Cinco

No tenía escapatoria. Me había confiado demasiado. Estaba acostumbrado a que Hector me avisara siempre que se avecinaba algún peligro. Pero, perdido en mi fantasía como estaba, olvidé que Hector ya no se encontraba a mi lado. Estaba solo ante el peligro.

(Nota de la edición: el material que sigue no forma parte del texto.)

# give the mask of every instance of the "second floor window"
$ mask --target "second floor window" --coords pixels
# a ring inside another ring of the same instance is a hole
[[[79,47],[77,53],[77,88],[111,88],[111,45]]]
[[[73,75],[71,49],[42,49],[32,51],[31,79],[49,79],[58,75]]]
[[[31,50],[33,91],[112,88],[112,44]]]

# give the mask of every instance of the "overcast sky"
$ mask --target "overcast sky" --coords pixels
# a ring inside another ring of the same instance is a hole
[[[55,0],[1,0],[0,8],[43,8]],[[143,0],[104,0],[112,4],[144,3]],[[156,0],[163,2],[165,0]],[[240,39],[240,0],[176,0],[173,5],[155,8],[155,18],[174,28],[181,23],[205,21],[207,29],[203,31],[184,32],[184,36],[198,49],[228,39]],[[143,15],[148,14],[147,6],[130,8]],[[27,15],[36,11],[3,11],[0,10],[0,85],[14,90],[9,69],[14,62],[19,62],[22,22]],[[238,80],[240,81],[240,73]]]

El señor Gunnell me agarró de la oreja y me la retorció con saña, con tanta saña que me saltaron las lágrimas. Pero no lloré. Yo nunca lloro. ¿De qué sirve llorar? El abuelo dice que, si se pusiera a llorar, lo mismo ya no podría parar; había demasiadas cosas en la vida por las que llorar.

Creo que el abuelo tenía razón. Agua salada desperdiciada en turbias balsas, eso son las lágrimas. Las lágrimas lo arrasan todo, te atenazan la garganta, eso es lo que hacen. Me dan ganas de gritar. Las lágrimas, me refiero. Me costó lo suyo no tirar el trapo con tanto tirón de oreja, la verdad sea dicha. Intenté concentrarme en el planeta Juniper, el planeta que habíamos descubierto nosotros dos solos, Hector y yo. Íbamos a enviar al espacio nuestra propia misión, Hector y yo, y así el mundo se daría cuenta de una vez por todas de que no estaba solo en el universo. Estableceríamos contacto con los juniperianos, gente capaz de distinguir el bien del mal, capaz de liquidar a los pulgones verdes, a los hombres con abrigo de piel y al señor Gunnell, y borrarlos de la maldita faz de la tierra.

Hector y yo habíamos acordado no hacer un alto en la luna. ¿Quién quería detenerse allí cuando la Patria estaba a punto de plantar su roja y negra bandera en la plateada e inmaculada superficie lunar?